Dans les dernières années, on a senti peut-être une pression s’accentuer au niveau du fly-in fly-out, et là, on commence à le sentir avec un déséquilibre au niveau de nos capacités de logements
, s'inquiète Paul Lavoie, directeur général de Développement économique Sept-Îles.
Sa mission est d'attirer les investisseurs. Il fait du logement sa priorité. Il faut un espace de discussion entre les entreprises qui ont besoin de loger des employés et les promoteurs immobiliers qui seraient intéressés à construire, à condition justement d'avoir, par exemple, des garanties de location. Notre objectif, c'est de provoquer de nouvelles constructions pour donner de l'oxygène au système.
Préfet de la MRC des Sept-Rivières, Alain Thibault rappelle que le coût des matériaux de construction a explosé, particulièrement sur la Côte-Nord, ce qui nuit aussi au développement. Il faut qu'il y ait des programmes au niveau du gouvernement pour nous aider là-dedans. La ville ne peut pas devenir promoteur immobilier, puis commencer à arriver puis bâtir des blocs appartements!
Alain Thibault est aussi maire de Port-Cartier.

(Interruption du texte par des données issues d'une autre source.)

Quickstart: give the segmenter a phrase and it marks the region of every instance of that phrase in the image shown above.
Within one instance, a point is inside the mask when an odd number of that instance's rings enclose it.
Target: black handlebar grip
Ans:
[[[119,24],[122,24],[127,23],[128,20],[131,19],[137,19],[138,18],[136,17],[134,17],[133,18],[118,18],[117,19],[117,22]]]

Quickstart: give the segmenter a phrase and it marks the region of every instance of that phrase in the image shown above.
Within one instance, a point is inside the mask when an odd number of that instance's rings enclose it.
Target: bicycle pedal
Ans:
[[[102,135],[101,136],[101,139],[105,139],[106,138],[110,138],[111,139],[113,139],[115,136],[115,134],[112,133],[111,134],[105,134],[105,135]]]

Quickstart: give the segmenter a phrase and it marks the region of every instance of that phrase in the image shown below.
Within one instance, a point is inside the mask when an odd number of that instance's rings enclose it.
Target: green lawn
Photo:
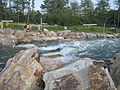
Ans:
[[[12,29],[18,29],[18,30],[24,30],[24,24],[18,24],[18,23],[10,23],[8,28]],[[6,28],[6,26],[4,25]],[[101,27],[101,26],[92,26],[91,29],[88,29],[87,27],[83,27],[82,25],[74,25],[74,26],[67,26],[68,30],[71,30],[73,32],[105,32],[105,33],[115,33],[115,31],[110,27]],[[50,31],[60,31],[64,30],[64,26],[53,26],[53,25],[43,25],[43,28],[46,28]],[[37,26],[33,26],[32,30],[38,30]]]

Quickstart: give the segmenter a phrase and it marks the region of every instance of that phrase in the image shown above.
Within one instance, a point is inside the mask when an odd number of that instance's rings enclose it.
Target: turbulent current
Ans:
[[[80,58],[107,60],[120,52],[120,39],[91,39],[64,43],[45,44],[42,52],[59,51],[63,56],[55,59],[70,62]]]
[[[63,56],[55,59],[70,62],[80,58],[107,60],[120,52],[120,39],[89,39],[71,42],[33,42],[39,46],[41,53],[60,52]],[[6,61],[23,48],[4,47],[0,45],[0,68]]]

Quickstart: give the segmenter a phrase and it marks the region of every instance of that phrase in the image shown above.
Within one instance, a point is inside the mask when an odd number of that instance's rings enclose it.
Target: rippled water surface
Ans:
[[[91,39],[72,42],[33,42],[39,46],[41,53],[60,52],[63,56],[55,58],[64,62],[70,62],[80,58],[92,58],[94,60],[112,59],[120,52],[120,39]],[[0,69],[3,69],[6,61],[23,48],[5,47],[0,45]]]
[[[95,60],[112,59],[120,52],[120,39],[91,39],[85,41],[72,41],[45,45],[40,48],[43,52],[59,50],[63,57],[57,58],[69,62],[79,58],[92,58]]]

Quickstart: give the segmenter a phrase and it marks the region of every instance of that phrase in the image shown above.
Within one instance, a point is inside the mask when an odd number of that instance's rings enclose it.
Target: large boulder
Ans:
[[[58,70],[45,73],[45,90],[84,90],[90,85],[91,59],[78,60]]]
[[[110,67],[110,74],[116,87],[120,89],[120,53],[117,53],[113,58],[113,65]]]
[[[47,72],[43,80],[44,90],[116,90],[108,71],[89,58]]]
[[[41,90],[43,73],[39,52],[36,49],[21,51],[8,60],[0,73],[0,90]]]
[[[47,29],[44,28],[43,32],[44,32],[46,37],[52,37],[52,34]]]
[[[90,66],[90,90],[116,90],[107,69],[100,66]]]
[[[15,44],[30,43],[30,37],[26,36],[25,31],[14,30]]]
[[[45,72],[55,70],[64,65],[64,63],[60,60],[53,60],[52,58],[47,58],[47,57],[40,57],[39,62]]]
[[[57,34],[56,34],[56,32],[54,32],[54,31],[51,31],[50,33],[52,34],[52,36],[53,36],[53,37],[57,37]]]
[[[5,29],[4,31],[4,45],[14,45],[14,39],[12,37],[12,30],[11,29]]]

Sa ville vit un déclin démographique avec une population de quelque 6500 personnes et elle n'a même pas de résidence pour personnes âgées. On parle de perte démocratique là, ben actuellement, on essaie de trouver un promoteur qui va venir investir ici à Port-Cartier. On n’en a même pas! On ne demande pas la terre puis la lune, on veut avoir de l'aide pour pouvoir bâtir ça.

Alain Thibault, maire de Port-Cartier
Photo : Radio-Canada / Jean-Sébastien Cloutier
Québec bien conscient du problème
Kateri Champagne Jourdain, la ministre de l'Emploi et ministre responsable de la Côte-Nord, connaît bien la problématique du navettage qui fait parler depuis des années là-bas.

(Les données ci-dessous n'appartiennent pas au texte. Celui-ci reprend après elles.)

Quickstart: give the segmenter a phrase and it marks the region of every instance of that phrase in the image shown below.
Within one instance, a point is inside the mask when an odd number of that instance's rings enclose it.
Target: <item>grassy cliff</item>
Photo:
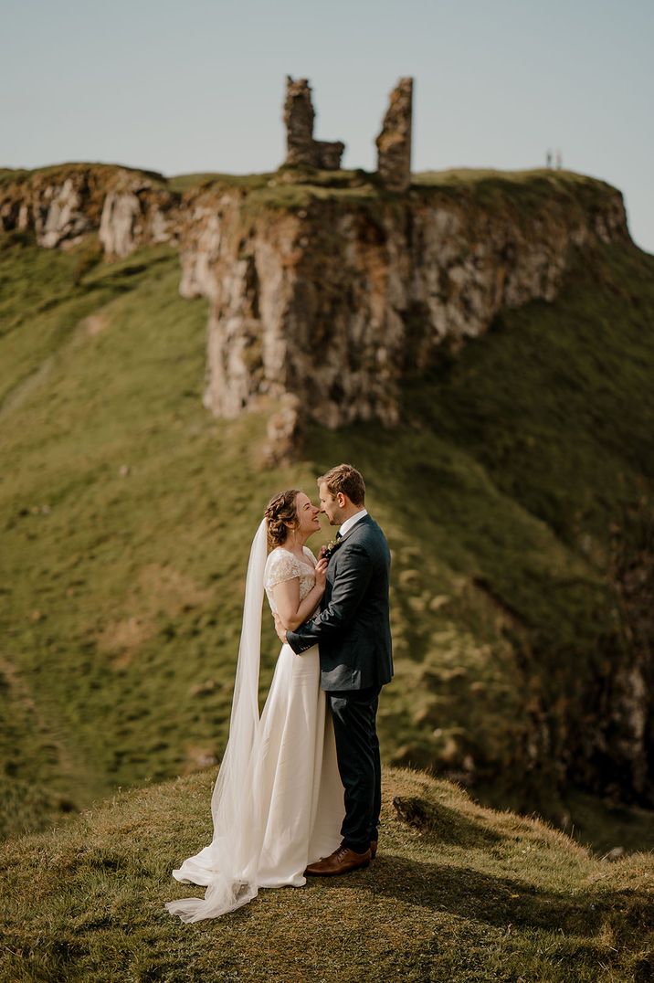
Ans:
[[[0,852],[0,974],[32,980],[652,979],[654,861],[592,857],[425,774],[385,776],[366,871],[184,925],[170,871],[210,838],[212,770],[122,792]]]
[[[544,193],[516,188],[516,207]],[[313,428],[296,465],[262,470],[265,419],[202,408],[208,310],[180,298],[173,249],[106,262],[94,236],[60,252],[5,235],[4,831],[220,757],[262,509],[351,460],[393,551],[386,760],[604,842],[578,816],[645,804],[651,782],[624,680],[651,644],[653,273],[635,248],[598,249],[554,304],[444,348],[399,429]],[[267,621],[262,696],[275,653]],[[654,846],[646,819],[624,816],[621,841]]]

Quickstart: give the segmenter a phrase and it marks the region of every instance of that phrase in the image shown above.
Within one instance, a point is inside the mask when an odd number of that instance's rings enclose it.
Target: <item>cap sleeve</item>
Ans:
[[[286,549],[273,549],[266,564],[266,587],[270,590],[285,580],[300,576],[298,561]]]
[[[309,560],[309,562],[313,563],[313,565],[316,566],[316,564],[318,563],[318,560],[316,559],[315,555],[313,554],[313,552],[311,551],[311,549],[309,549],[309,547],[303,547],[302,549],[303,549],[304,554],[307,557],[307,559]]]

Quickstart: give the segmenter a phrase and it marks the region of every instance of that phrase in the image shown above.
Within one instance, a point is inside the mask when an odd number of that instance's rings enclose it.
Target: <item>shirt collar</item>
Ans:
[[[355,522],[358,522],[359,519],[363,519],[364,515],[368,515],[367,508],[362,508],[360,512],[357,512],[355,515],[351,515],[349,519],[345,519],[345,522],[342,524],[339,530],[340,535],[344,536],[345,533],[352,528]]]

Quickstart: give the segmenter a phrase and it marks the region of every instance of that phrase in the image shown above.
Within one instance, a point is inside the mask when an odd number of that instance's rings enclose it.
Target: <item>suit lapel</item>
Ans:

Originaire de la région et encore résidente, elle assiste à la baisse démographique et sait bien que ses causes sont nombreuses. Le défi est d'abord de promouvoir la beauté et la qualité de vie de ce coin du Québec assez méconnu. Si on veut amener des gens à s'installer sur la Côte-Nord, donc à réduire les effets néfastes du navettage et développer nos milieux de vie, il faut être en mesure d'offrir des services essentiels, d'offrir du logement, des places en services de garde. Cette attractivité-là passe [aussi] par le désenclavement de notre région.
Elle mentionne l'amélioration du transport aérien et le prolongement de la 138 vers Blanc-Sablon comme solutions au désenclavement.